They dont separate it by graduating class?


----------



## BlueLeaves95

LittleDicky said:


> They dont separate it by graduating class?


Unfortunately not here on PerC and by a lot of definitions. So for example they start Gen Z in the year 1995 which basically splits my graduating class of 2013 and most of my friends and myself into two completely separate generations just because we were born a few months apart (I think this is ludicrous)...But yeah in any case no matter regardless the class, the same applies to the end of X/start of Y etc and other generations, I don't think they should do this in general it doesn't really make sense...


----------



## MisterPerfect

BlueLeaves95 said:


> Unfortunately not here on PerC and by a lot of definitions. So for example they start Gen Z in the year 1995 which basically splits my graduating class of 2013 and most of my friends and myself into two completely separate generations just because we were born a few months apart (I think this is ludicrous)...But yeah in any case no matter regardless the class, the same applies to the end of X/start of Y etc and other generations, I don't think they should do this in general it doesn't really make sense...

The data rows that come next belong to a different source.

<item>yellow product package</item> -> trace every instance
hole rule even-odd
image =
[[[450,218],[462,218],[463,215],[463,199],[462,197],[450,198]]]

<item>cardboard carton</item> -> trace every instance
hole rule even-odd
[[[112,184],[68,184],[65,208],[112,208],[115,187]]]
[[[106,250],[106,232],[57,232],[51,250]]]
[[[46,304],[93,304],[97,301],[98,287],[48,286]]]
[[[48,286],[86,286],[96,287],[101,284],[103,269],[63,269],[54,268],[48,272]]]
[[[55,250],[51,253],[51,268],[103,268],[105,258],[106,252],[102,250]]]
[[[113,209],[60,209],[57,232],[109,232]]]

So what year were you born?


----------



## BlueLeaves95

LittleDicky said:


> So what year were you born?


I was born in spring of 1995, my graduating class is 94/95 (graduated in 2013). The class they split down the middle between Gen Y and Gen Z...:frustrating:


----------



## MisterPerfect

BlueLeaves95 said:


> I was born in spring of 1995, my graduating class is 94/95 (graduated in 2013). The class they split down the middle between Gen Y and Gen Z...:frustrating:


If it makes you feel better I dont really like how they split up the previous gens. I mean even how they split up 70-90 is a little ridiculous since they all had vastly different culture. Though to be fair 90s was the dying out of 80 culture. I think Gen Z should be like 2000


----------



## BlueLeaves95

LittleDicky said:


> If it makes you feel better I dont really like how they split up the previous gens. I mean even how they split up 70-90 is a little ridiculous since they all had vastly different culture. *Though to be fair 90s was the dying out of 80 culture. I think Gen Z should be like 2000*


I agree with you...at any rate, people born in the 70s shouldn't be grouped with people born in the 90s...they are clearly a different generation (Gen X).

Agreed Gen Z's beginning should definitely be later, though 2000 may be a little late. I'd say around the 1997/1998 or 1998/1999 class...(for reasons I've already mentioned, people born from then on are unlikely to remember the 90s, the millennium and 9/11). However, that is just the beginning of Z, I don't think the true core Gen Z starts until people born in the mid 00s...

Anyway I don't think early 1995-early 1997 is Z. I consider us the last of Y...

Btw in terms of what you said about 90s culture comparing to 80s, I'm curious to know how do you mean that? I guess you were a 90s kid growing up? I can remember the last years of the 90s little bits of 97, some 98 and mostly 99, but not that well (just from the latter half of 99 on is a lot more clear, also, I don't consider that time core 90s at all anymore)... Anyway, I can't compare them to the 80s as obviously I wasn't even born then. So how do you mean that? In terms of life/culture still being a lot less digital? Or the culture itself? (Personally I can't remember any 90s stuff that had 80s influences, but that's because I can only remember the end of the decade which was already a lot more millennial/beginning of 00s influenced...)


----------



## Link1

@BlueLeaves95 But didn't 90's culture seep into early 2000's up until like 2003? Wouldn't that also mean Gen Z truly start with those born in 2003/2004 because they are youngest children to live in a world with modern tech (such as smartphones, faster internet, world wide communication)? And would a child know any real difference in their life before and after 9/11 (especially those not residing in New York)? Also aren't American students taught 9/11 in school, so wouldn't they be taught the impacts on society just by viewing it on T.V.. Where as the student might be given a train of thought to work with. What is the difference between seeing it as a child and learning it as child, since the former cannot fathom to the full extent the implications the event had on society? I'm sure some might know what was going on but most probably wouldn't.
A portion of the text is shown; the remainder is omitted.